À l’approche du troisième autobus jaune à la station de la place d’Armes, il décide de monter coûte que coûte pour se rendre à Nice. Il s’avance sur le marchepied… mais le chauffeur redémarre avec la portière ouverte. Le quinquagénaire invalide est blessé.
Il porte plainte et cette affaire de blessures involontaires finit devant le tribunal correctionnel. À l’audience le président Jérôme Fougeras-Lavergnolle (*) affiche son incompréhension face à un tel comportement. « C’est une obligation d’aider une personne handicapée à accéder aux transports en commun. Au lieu d’actionner le degré métallique, vous fermez la porte ! Pourquoi ? »
« Mauvaise décision »
À la barre, le prévenu, un Mentonnais de 55 ans, allègue ses raisons pour se justifier. « La rampe ne fonctionnait pas. J’ai informé ce Monsieur. J’avais l’esprit perturbé par un deuil… » Le magistrat demeure inquiet de noter, au regard de l’enquête, le redémarrage du car au moment où la victime essayait de grimper sur la plateforme. « J’ai pris la mauvaise décision, reconnaît l’intéressé. Mais je n’imaginais pas que cette personne tenait la porte. Je me suis arrêté spontanément dès qu’il a protesté. En revanche, je n’avais pas remarqué la plaie. Cette erreur me mine depuis le début… »

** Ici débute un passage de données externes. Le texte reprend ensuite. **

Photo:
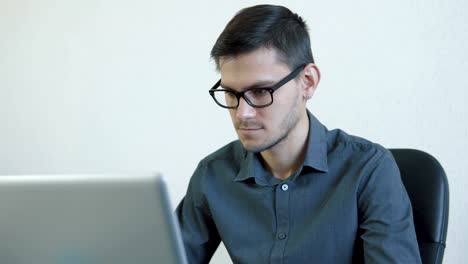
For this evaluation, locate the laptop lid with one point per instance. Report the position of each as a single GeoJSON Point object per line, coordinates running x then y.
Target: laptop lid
{"type": "Point", "coordinates": [87, 219]}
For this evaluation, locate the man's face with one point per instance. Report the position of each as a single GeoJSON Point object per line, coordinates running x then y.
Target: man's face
{"type": "Point", "coordinates": [260, 129]}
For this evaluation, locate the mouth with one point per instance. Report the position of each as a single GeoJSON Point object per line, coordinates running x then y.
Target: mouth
{"type": "Point", "coordinates": [248, 131]}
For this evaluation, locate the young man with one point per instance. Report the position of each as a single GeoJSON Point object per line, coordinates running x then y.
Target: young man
{"type": "Point", "coordinates": [289, 190]}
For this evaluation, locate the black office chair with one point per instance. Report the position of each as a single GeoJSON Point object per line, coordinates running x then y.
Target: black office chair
{"type": "Point", "coordinates": [427, 187]}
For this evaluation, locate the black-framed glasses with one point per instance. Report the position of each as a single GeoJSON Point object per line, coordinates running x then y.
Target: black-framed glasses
{"type": "Point", "coordinates": [256, 97]}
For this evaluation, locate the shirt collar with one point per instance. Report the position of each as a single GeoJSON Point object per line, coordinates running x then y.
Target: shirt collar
{"type": "Point", "coordinates": [316, 156]}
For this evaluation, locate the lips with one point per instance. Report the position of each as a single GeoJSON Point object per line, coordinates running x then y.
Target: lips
{"type": "Point", "coordinates": [248, 132]}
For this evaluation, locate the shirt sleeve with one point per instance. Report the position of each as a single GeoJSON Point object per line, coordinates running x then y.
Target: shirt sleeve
{"type": "Point", "coordinates": [199, 233]}
{"type": "Point", "coordinates": [386, 218]}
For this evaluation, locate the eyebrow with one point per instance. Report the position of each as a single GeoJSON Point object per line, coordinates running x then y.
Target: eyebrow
{"type": "Point", "coordinates": [259, 84]}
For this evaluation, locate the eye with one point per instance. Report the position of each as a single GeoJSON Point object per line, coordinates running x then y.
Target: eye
{"type": "Point", "coordinates": [258, 92]}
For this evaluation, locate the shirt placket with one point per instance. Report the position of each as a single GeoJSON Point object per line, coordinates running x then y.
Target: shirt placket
{"type": "Point", "coordinates": [282, 222]}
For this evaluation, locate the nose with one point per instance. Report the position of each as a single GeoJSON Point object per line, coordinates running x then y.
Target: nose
{"type": "Point", "coordinates": [244, 110]}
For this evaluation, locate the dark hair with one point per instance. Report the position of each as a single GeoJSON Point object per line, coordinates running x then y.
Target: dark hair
{"type": "Point", "coordinates": [265, 26]}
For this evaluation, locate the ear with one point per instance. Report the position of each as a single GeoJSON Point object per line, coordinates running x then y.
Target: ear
{"type": "Point", "coordinates": [311, 79]}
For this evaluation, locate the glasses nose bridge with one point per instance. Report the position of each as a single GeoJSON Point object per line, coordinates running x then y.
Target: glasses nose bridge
{"type": "Point", "coordinates": [242, 95]}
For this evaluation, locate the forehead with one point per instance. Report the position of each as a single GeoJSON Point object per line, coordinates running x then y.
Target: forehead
{"type": "Point", "coordinates": [259, 66]}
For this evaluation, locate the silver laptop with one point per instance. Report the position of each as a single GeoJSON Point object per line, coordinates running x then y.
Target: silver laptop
{"type": "Point", "coordinates": [87, 219]}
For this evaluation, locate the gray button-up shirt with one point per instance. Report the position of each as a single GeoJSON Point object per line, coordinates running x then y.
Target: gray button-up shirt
{"type": "Point", "coordinates": [345, 204]}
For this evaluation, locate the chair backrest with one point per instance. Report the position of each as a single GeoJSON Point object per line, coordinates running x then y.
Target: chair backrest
{"type": "Point", "coordinates": [427, 187]}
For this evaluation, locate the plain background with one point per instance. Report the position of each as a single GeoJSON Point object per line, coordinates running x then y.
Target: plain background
{"type": "Point", "coordinates": [121, 86]}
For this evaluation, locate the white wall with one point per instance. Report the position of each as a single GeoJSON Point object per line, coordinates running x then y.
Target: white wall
{"type": "Point", "coordinates": [99, 86]}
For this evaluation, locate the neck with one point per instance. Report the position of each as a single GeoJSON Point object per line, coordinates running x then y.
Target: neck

Le président s’étonne encore du mécanisme défaillant de la rampe d’accès laissé en l’état et de l’absence de la société de transport dans le prétoire. « S’il arrivait quelque chose, j’étais responsable, assure le chauffeur. Avec un bus à soufflet, ce dispositif incliné ne résiste pas aux ralentisseurs. À chaque passage sur ces gendarmes couchés, ils subissent un choc… »
Quant au plaignant, il ne se constitue pas partie civile afin d’éviter une tourmente financière supplémentaire au prévenu dont le casier judiciaire comporte une mention pour violences.
Dispensé de peine
D’où la réaction du premier substitut Olivier Zamphiroff. « C’est un demandeur généreux et courageux. Il est présent en fauteuil roulant. Mal située, la trappe ne fonctionnait pas : à prendre en considération ! Toutefois, la sanction ne doit pas mettre le prévenu au ban de cette société de transport. Il est seul et l’employeur, en tant que responsable, n’est pas représenté. Une amende assortie du sursis ou la dispense de la peine. »
Le tribunal acquiescera : déclaré coupable, le chauffeur est dispensé de peine, comme l’autorisent les nouveaux textes.
* Assesseurs : Florestan Bellinzona et Morgan Raymond.